Tell the matter partner you assume each document will take no more than two hours to prepare– unless they explain why they need more time before doing the work.
This exercise will help you avoid oversights and give you a good overview of what work is in hand. It also avoids you having to rely on the leaver’s memory being perfect.
Accounting
Working with the leaver and the accounts department, familiarise yourself with:
- What work needs to be invoiced and what bills are as yet unpaid - get them to approve and sign off on all of the work that they have commissioned or to provide reasons why not that you can action before they leave;
- Invoices raised but in dispute. Ascertain how much is in dispute and why, the current status of the dispute, next steps, and knowledge of other party and get a copy of the most recent correspondence between the parties;
- Any uninvoiced work known to be uncontentious. Establish when this work will be invoiced;
- Uninvoiced work that is in dispute. Find out why, what the current status is, what the next steps are and get a copy of the most recent correspondence;
- Work uninvoiced for unknown reasons. Again find out why, what the status is, decide on next steps and get copies of relevant correspondence; and
- Other accounts-related issues, such as legal software licence fees due, other legal department bills and any personal expenses and travel costs the leaver has incurred or committed to and trade body, knowledge banks and other services that the individual may have subscribed to at the company's expense for their work.
Contacts
Ensure any handover of a professional address book covers the who, the what, the why and the when and includes:
- Internal contacts;
- Clients;
- Advisors – check the contractual status with advisors and the timing and reason for the most recent contact;
- Project owners and other key stakeholders;
- Regulatory contacts; and
- All other contacts necessary to the smooth running of the in-house legal department.
Filing
- Find out where the physical files are stored, how they’re ordered, how complete and up to date they are and who else has access to them.
- Assess the indexing of the physical archive, whether on or off site.
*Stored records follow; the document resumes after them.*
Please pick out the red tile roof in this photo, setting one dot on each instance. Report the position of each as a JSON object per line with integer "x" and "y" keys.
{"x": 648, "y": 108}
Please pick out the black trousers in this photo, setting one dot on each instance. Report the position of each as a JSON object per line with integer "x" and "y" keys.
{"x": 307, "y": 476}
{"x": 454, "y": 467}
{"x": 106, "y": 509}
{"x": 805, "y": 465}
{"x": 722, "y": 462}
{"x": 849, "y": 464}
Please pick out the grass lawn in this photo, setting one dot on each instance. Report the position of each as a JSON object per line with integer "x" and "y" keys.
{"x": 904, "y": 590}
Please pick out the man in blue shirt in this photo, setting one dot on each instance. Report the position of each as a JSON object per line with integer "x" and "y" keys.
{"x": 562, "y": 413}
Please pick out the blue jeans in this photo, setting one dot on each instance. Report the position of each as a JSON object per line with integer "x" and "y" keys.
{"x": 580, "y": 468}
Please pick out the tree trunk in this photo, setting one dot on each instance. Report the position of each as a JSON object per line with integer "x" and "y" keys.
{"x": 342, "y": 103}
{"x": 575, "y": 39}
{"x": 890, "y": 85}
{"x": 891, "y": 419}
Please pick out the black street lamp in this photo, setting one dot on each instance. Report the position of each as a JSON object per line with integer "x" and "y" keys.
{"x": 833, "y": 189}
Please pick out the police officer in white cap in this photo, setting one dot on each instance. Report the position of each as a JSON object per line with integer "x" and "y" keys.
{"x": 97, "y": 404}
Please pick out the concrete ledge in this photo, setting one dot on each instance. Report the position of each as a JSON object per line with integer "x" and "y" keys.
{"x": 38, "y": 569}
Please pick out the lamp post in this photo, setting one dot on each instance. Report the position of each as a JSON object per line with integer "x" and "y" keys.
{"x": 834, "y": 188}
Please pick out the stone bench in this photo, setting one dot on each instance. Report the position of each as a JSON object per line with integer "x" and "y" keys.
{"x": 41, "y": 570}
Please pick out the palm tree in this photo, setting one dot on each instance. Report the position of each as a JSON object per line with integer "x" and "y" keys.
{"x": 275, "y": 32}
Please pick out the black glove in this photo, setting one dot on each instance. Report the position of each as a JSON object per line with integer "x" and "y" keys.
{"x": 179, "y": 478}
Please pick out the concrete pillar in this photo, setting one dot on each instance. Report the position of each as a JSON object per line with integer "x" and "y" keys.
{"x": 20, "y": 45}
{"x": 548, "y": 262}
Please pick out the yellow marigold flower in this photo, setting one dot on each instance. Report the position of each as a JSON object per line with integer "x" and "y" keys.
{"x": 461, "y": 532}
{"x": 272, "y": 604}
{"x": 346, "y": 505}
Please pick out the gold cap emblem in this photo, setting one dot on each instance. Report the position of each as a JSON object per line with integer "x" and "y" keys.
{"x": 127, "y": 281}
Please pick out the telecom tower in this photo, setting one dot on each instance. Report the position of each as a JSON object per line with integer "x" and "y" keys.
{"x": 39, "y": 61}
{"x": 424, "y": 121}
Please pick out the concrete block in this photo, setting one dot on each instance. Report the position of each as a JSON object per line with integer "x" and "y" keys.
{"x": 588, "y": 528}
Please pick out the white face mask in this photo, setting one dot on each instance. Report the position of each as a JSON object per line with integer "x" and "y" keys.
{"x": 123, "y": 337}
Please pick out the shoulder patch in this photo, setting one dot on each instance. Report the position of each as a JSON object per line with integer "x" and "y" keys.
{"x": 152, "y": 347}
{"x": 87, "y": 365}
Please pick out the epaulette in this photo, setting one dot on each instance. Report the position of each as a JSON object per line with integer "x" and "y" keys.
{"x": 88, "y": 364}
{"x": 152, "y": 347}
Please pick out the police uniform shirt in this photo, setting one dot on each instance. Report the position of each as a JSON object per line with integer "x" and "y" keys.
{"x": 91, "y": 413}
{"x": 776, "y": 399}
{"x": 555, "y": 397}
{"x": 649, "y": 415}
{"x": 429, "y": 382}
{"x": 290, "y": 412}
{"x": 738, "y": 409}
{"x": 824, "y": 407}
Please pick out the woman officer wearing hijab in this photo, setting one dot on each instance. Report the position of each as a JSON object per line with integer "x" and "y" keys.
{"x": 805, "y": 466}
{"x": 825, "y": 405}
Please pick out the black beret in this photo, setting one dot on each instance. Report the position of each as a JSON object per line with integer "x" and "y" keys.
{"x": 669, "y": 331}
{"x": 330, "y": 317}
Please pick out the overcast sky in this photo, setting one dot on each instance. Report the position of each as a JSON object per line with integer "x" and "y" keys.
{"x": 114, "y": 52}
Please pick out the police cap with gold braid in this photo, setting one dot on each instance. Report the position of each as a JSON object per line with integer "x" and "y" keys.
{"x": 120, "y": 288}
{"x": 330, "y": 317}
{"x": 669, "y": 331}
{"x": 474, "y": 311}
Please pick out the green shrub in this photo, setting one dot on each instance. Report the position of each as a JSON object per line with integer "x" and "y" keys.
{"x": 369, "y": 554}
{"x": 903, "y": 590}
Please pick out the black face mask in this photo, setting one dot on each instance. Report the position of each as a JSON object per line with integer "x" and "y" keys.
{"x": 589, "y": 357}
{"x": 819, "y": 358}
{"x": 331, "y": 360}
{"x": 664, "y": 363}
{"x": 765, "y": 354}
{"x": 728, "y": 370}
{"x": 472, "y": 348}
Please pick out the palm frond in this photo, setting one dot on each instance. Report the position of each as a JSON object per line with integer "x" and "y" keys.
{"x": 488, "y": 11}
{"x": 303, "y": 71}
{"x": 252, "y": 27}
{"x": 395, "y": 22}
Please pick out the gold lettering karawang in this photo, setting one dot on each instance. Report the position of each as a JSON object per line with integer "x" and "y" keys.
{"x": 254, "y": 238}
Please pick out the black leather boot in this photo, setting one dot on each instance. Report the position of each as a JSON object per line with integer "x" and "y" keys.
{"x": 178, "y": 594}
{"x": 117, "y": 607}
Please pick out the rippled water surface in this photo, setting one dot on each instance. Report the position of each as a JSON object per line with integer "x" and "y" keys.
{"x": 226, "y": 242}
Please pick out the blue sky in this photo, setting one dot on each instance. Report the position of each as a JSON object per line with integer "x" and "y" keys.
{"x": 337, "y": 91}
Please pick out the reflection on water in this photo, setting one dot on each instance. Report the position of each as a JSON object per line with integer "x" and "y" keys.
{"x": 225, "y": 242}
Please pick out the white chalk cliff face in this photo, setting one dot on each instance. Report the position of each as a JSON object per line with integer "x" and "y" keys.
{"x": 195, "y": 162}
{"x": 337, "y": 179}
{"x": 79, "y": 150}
Find out how to access the archive and check that record retention policies are compliant and adhered to. Also, ask if there’s anything in the archive subject to legal hold for litigation or regulatory purposes.
- Ascertain if there are any live deal rooms for M&A or disclosure spaces (physical or virtual) for litigation. If so, where are they, who has access, who’s paying, how are they managed, and how long will they be available?
- Find out who owns your organisation’s relationship with bodies such as Companies House, data protection registrars, patent registries and trade mark registries. Note what needs filing, renewing and paying for in the next three months. Do the same for licensed software.
- Ensure you fully understand and will still be able to access formal electronic filing systems, such as Sharepoint, Share Drives and your organisation’s intranet after the leaver has departed. Assess any work necessary to bring the systems up to date.
- Assure yourself that the leaver has cleaned their computer hard drives, structured the remaining files and walked you through them. In the worst case, ensure you can access the files after the employee has left. Ask the leaver to:
- Leave their emails available for you to access; and
- Sign a written acceptance that their email account and computer drives will remain frozen but accessible to you for six months after their leaving date.
This checklist is not exhaustive and, depending on your organisation, you may wish to add to this document. If so, do let us know, so we can keep this resource as up-to-date and as helpful as possible.
Conclusion
When a senior in-house lawyer leaves an organisation, there’ll be a lot for you, as their manager or departmental head need to think about. From terminating their roles on committees and boards, through internal and external messaging, to accessing files and emails, you’ll have a range of administrative tasks to take care of. Keep this checklist handy to remind you of the key considerations. And, if you add to it - share your additions with us we can keep this resource useful to the wider in-house community.